As shown learn more in Fig. 2A–C, the control levels of TEWL and TWF were both affected with the water flux into the skin increasing and water efflux out of the skin increasing in direct proportion to the degree of tape stripping. Similarly, the ER of the pig skin showed a progressive fall in response

to the number of strips taken as the resistivity of the skin sample decreased. For example, the initial batch of 5 tape strips resulted in a highly significant (p < 0.0001) 1.7-fold decrease in ER, when compared with the “control” and a highly significant (p < 0.0001) 3.5-fold increase in TEWL. Following ten tape strips, TWF increased 3.5-fold (p < 0.001), ER decreased 2.4-fold (p < 0.0001) and TEWL increased 5-fold (p < 0.0001) when compared to the unstripped control group. The trend continued with 15 tape strips

resulting in 5.8-fold increases (p < 0.0001) in TWF, 3.3-fold decreases in ER (p < 0.0001) and 5.8-fold increases in TEWL (p < 0.0001) above control. The final ER and TEWL measurements following 20 tape strips, which probably results in the complete removal of the stratum corneum, gave 4.5-fold decreases (p < 0.0001) and 8.1-fold increases ZD6474 mw (p < 0.0001) compared with control, respectively.
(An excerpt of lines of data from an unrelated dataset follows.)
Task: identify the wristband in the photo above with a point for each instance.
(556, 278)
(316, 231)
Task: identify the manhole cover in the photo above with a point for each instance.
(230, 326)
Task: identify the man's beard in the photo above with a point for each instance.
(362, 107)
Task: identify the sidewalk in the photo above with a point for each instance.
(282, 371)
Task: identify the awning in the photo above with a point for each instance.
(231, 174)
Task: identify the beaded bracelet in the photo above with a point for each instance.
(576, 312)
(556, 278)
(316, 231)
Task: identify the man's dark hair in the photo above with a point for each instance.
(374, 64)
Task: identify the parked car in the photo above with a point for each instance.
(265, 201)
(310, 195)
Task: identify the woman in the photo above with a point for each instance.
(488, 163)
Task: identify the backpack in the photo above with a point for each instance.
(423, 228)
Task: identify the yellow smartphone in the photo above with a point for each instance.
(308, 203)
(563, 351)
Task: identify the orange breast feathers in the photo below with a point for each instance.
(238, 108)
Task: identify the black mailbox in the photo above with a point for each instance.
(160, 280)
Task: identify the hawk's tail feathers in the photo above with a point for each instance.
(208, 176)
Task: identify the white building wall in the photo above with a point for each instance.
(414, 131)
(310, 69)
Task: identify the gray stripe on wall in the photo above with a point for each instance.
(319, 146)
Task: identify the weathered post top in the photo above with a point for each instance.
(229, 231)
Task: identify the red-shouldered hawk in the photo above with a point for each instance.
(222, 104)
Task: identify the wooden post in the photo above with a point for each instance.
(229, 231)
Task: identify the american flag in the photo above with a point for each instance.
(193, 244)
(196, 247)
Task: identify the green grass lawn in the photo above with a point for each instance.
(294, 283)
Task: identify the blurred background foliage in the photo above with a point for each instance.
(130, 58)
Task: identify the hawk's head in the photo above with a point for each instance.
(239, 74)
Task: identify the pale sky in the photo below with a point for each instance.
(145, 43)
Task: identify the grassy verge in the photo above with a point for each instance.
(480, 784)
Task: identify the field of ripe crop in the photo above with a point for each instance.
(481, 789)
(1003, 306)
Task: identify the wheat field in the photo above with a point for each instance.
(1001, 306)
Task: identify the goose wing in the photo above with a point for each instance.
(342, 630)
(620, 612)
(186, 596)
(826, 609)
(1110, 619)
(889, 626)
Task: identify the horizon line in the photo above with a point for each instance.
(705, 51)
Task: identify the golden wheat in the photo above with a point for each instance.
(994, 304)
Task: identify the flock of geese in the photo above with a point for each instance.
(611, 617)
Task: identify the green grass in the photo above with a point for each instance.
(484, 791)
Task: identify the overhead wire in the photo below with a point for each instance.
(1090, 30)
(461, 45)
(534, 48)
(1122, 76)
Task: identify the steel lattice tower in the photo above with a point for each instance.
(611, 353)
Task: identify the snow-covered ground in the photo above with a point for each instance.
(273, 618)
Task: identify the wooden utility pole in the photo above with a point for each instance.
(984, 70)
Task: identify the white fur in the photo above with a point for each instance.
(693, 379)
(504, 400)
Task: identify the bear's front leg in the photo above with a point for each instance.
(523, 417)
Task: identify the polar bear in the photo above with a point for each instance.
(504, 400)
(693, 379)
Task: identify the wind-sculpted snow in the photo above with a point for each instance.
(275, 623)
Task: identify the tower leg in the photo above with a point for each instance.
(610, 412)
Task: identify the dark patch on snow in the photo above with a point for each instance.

With the exception of TWF measurements following ten tape strips (p < 0.001), each batch of five tape strips resulted in a highly significant (p < 0.0001) change in the three integrity measurements when compared with the control (0 strips) value. Further investigation into the effect of individual tape stripping after the first 5 strips reinforced the sensitivity of ER in detecting initial membrane damage following the 5 tape strips and then each subsequent individual Tolmetin tape strip thereafter. As shown in Fig. 3A, the ER value following 5 strips decreased

1.5-fold when compared to the “control” after which there was a small, but observable, further fall in ER of the skin membrane with each subsequent tape strip up to 14 strips. At this point there was an overall 3.4-fold decrease in ER (p < 0.0001) when compared to the “control”. The individual strip data correlated well with the grouped 5 tape strip data for ER shown in Fig. 2A–C. TEWL measurements following 5 tape strips, as shown in Fig. 3B, demonstrated a 4.8-fold increase in water efflux from the compromised skin when compared to the ‘control’ which was broadly comparable to the batches of 5 strips. However, TEWL measurements following each subsequent individual tape strip did not show a uniform pattern of increased damage as assessed by water efflux.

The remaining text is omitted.